Mr Fayadh’s conviction was based on evidence from a prosecution witness who claimed to have heard him cursing God, Islam’s Prophet Mohammad and Saudi Arabia, and the contents of a poetry book he had written years earlier.

A lower court had previously sentenced him to four years in prison and 800 lashes. The case went to the Saudi appeals court and was then returned to the lower court, where, on November 17th, a different judge increased the sentence to death.

The second judge ruled defence witnesses who had challenged the prosecution witness’ testimony ineligible.

Saudi Arabia’s justice system is based on sharia, or Islamic law, and its judges are clerics from the kingdom’s ultra conservative Wahhabi school of Sunni Islam. In the Wahhabi interpretation of sharia, religious crimes including blasphemy and apostasy incur the death penalty.

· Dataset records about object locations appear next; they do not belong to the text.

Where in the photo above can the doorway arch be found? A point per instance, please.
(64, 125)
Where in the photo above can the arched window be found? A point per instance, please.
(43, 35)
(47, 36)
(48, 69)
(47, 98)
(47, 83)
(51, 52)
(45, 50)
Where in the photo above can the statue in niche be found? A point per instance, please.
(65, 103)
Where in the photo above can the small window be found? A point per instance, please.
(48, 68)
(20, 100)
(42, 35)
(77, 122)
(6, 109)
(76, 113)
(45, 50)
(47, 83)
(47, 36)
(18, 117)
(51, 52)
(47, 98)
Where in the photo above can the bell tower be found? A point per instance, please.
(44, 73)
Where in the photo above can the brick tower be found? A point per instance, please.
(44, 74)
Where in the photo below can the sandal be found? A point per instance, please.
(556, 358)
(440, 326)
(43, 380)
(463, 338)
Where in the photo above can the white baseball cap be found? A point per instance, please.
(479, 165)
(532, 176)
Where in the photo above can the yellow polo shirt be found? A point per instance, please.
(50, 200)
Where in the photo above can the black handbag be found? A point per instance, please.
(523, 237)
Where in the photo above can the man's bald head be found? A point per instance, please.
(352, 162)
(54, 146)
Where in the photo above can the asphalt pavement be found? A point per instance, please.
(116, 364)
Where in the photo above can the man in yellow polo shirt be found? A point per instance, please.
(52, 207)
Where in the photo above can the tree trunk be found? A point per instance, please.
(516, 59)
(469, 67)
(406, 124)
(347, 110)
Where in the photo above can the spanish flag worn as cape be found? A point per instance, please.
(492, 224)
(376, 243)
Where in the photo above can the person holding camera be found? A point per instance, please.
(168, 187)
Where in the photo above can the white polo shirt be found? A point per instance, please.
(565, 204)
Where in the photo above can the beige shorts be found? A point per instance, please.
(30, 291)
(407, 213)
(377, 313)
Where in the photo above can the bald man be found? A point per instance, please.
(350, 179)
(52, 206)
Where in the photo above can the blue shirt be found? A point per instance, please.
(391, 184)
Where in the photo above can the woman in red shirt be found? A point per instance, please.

Liberal writer Raif Badawi was flogged 50 times in January last year after his sentencing to 10 years in prison and 1,000 lashes for blasphemy, prompting an international outcry. Badawi remains in prison, but diplomats have said he is unlikely to be flogged again.

Saudi judges have extensive scope to impose sentences according to their own interpretation of sharia without reference to any previous cases. After a case has been heard by lower courts, appeals courts and the supreme court, a convicted defendant can be pardoned by King Salman.